Regex Not Working?

Hi, currently Im using Find Matching Patterns activity to capture text and assign into two variable named HeaderText.

Sample text:
2_22012056_Clearing MKSA Jul26; Jul25;

Expected output for HeaderText;
Clearing MKSA Jul26

Regex Used:
\d{2}_(.+\w);

When i try to output HeaderText in message box, i always got β€œ56_Clearing MKSA Jul26;” eventhough i already use the selected group, why is this?

I already put the variable at first match, in the Find Matching Patterns activity properties in UiPath.

Use this regex
(?<=\d{2}_).+?(?=;)

1 Like

Hi @f4reast

Can you give us a few examples of text variations and requirements for the extraction, for us to better understand which part you want to extract?
Or is this a single use case/requirement?

Regards
Soren

Hi @SorenB,

its not a single use case. I want to extract the between the second β€˜_’ and the first β€˜;’ as bold below.

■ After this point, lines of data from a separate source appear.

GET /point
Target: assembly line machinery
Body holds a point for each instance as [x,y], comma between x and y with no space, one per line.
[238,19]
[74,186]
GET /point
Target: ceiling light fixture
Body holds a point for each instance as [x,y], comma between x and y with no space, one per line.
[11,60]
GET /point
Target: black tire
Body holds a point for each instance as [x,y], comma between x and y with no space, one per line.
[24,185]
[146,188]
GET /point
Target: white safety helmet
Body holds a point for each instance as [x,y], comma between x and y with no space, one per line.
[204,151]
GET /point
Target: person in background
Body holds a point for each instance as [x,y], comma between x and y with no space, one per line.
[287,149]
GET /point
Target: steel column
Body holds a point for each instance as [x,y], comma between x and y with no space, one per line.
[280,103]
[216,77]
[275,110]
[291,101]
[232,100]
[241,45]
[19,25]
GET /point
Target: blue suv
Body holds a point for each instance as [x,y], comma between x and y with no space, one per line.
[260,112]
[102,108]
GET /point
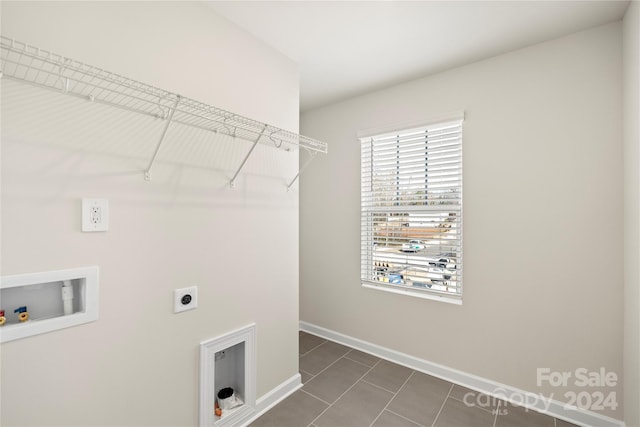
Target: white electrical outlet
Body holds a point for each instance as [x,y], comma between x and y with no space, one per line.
[95,214]
[185,299]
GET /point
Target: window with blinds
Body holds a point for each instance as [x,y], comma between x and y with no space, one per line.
[411,210]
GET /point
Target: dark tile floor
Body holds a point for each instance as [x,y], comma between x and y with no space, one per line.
[344,387]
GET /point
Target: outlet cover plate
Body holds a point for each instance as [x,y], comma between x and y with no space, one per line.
[95,215]
[185,299]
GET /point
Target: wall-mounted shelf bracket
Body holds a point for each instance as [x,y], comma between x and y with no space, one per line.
[147,173]
[309,160]
[232,183]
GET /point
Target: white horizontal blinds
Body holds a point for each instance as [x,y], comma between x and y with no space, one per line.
[411,204]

2_22012056_Clearing MKSA Jul26; Jul25;

Some text variations example:
2_22012056_Clearing MKSA Jul26; Jul25;
3_22012078_Clearing SA Aug23; Aug23;
4_22012078_Clearing MK May24; May24;

But based on the screenshot, the extracted text should only be the yellow highlighted right? as i already use selected group in the regex. I’m having confusion with this part.

Thanks.

Wow this works! Thanks.
Can you explain a little bit about the regex? Im having difficulties trying to understand it

1 Like

your regex is too greedy and UiPath is returning the full match, not just the group.

(.+\w) captures everything up to the last β€œ;”, which is why you get 56_Clearing MKSA Jul26;.

Use this regex instead:

\d{2}\d+([^;]+);

And read the value from:

Matches(0).Groups(1).Value

That will return:

Clearing MKSA Jul26

Hi @f4reast

Please check the below regular expression:

[A-Za-z]+\s*[A-Z]+(?=\s+[A-Za-z0-9]+\;)

Regards
PS Parvathy

1 Like
  • (?<=\d{2}_) β†’ Start matching after two digits and an underscore
  • .+? β†’ Capture the required text
  • (?=;) β†’ Stop matching before the semicolon

This uses lookbehind and lookahead, so unwanted parts like 56_ or ; are not included in the result.
That’s why it returns exactly β€œClearing MKSA Jul26”, unlike the earlier regex where extra text was captured even when using groups.

1 Like

Thank you for the explaination. Now i understand

Hi Parvathy,

Thank you for the suggestion, it doesnt get the full output as i wanted because it does not extracted until the first semicolon(;). Nevertheless i was able to tweak a little bit and got the expected output.

Thanks

2 Likes

Maybe to add to your understanding.

The .+? part works because the question mark makes that part of the expression non greedy.

.+ would give you everthing between the first instance of the lookbehind and the last instance of the lookahead. In Regex language that is called a greedy expression.

Adding the ? makes it a non greedy expression, making it stop matching once it finds the first instance instead of the last instance of the lookahead.

1 Like

This topic was automatically closed 3 days after the last reply. New replies are no longer allowed.